Donald Trump Is A Huge Racist
Who could have seen this coming?
During our conversation, Cohen recalled a discussion at Trump Tower, following the then-candidate’s return from a campaign rally during the 2016 election cycle. Cohen had watched the rally on TV and noticed that the crowd was largely Caucasian. He offered this observation to his boss. “I told Trump that the rally looked vanilla on television. Trump responded, ‘That’s because black people are too stupid to vote for me.’” (The White House did not respond to multiple requests for comment.)

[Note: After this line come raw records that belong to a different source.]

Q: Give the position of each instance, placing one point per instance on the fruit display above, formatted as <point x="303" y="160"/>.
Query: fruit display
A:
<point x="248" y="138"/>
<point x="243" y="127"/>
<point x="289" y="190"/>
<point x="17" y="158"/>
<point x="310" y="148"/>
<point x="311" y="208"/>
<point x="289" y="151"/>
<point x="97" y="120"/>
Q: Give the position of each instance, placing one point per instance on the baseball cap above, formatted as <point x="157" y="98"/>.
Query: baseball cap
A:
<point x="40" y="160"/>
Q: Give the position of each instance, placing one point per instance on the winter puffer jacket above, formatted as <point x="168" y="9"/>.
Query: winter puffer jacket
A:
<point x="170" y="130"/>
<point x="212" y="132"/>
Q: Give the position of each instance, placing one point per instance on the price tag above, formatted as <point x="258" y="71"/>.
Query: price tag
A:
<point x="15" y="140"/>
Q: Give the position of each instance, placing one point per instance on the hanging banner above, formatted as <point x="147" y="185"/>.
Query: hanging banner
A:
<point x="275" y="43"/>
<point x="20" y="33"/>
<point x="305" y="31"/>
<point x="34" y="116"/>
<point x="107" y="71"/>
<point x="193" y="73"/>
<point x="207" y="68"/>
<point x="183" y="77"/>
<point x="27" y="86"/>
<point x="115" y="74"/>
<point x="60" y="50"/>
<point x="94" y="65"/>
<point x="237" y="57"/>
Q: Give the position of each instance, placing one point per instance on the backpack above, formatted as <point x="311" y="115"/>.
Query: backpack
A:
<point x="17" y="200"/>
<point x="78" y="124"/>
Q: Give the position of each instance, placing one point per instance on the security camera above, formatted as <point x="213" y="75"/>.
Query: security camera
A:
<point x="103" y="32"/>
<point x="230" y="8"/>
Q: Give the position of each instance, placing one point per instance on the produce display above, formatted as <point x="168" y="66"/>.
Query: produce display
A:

This conversation, he noted, was reminiscent of an exchange that the two men had engaged in years earlier, after Nelson Mandela’s death. “[Trump] said to me, ‘Name one country run by a black person that’s not a shithole,’ and then he added, ‘Name one city,’” Cohen recalled, a statement that echoed the president’s alleged comments about African nations earlier this year. (White House press secretary Sarah Huckabee Sanders denied those comments at the time. She added that “no one here is going to pretend like the president is always politically correct—he isn’t.” She subsequently noted that it was “one of the reasons the American people love him.”)
Cohen also recounted a conversation he had with Trump in the late 2000s, while they were traveling to Chicago for a Trump International Hotel board meeting. “We were going from the airport to the hotel, and we drove through what looked like a rougher neighborhood. Trump made a comment to me, saying that only the blacks could live like this.” After the first few seasons of The Apprentice, Cohen recalled how he and Trump were discussing the reality show and past season winners. The conversation wended its way back to the show’s first season, which ended in a head-to-head between two contestants, Bill Rancic and Kwame Jackson. “Trump was explaining his back-and-forth about not picking Jackson,” an African-American investment manager who had graduated from Harvard Business School. “He said, ‘There’s no way I can let this black f-g win.’” (Jackson told me that he had heard that the president made such a comment. “My response to President Trump is simple and Wakandan,” he said, referring to the fictional African country where Black Panther hails from. “‘Not today, colonizer!’”)
In retrospect, Cohen told me that he wishes he had quit the Trump Organization when he heard these offensive remarks. “I should have been a bigger person, and I should have left,” he said. He didn’t, he said, because he grew numb to the language and, in awe of the job, forgave his boss’s sins. Cohen, in fact, even defended the president publicly against charges of racism. Last year, he explicitly tweeted as much. Cohen explained that he defended the president because he thought the magnitude of the office would eventually force him to be more judicious with his words. “I truly thought the office would change him,” he said. But it hasn’t, Cohen continued. In fact, he said, it has exacerbated his rhetoric.
The evidence is redundant at this point, but still. That last graf is basically the story of American politics since it was clear that Trump was going to win the Republican nomination.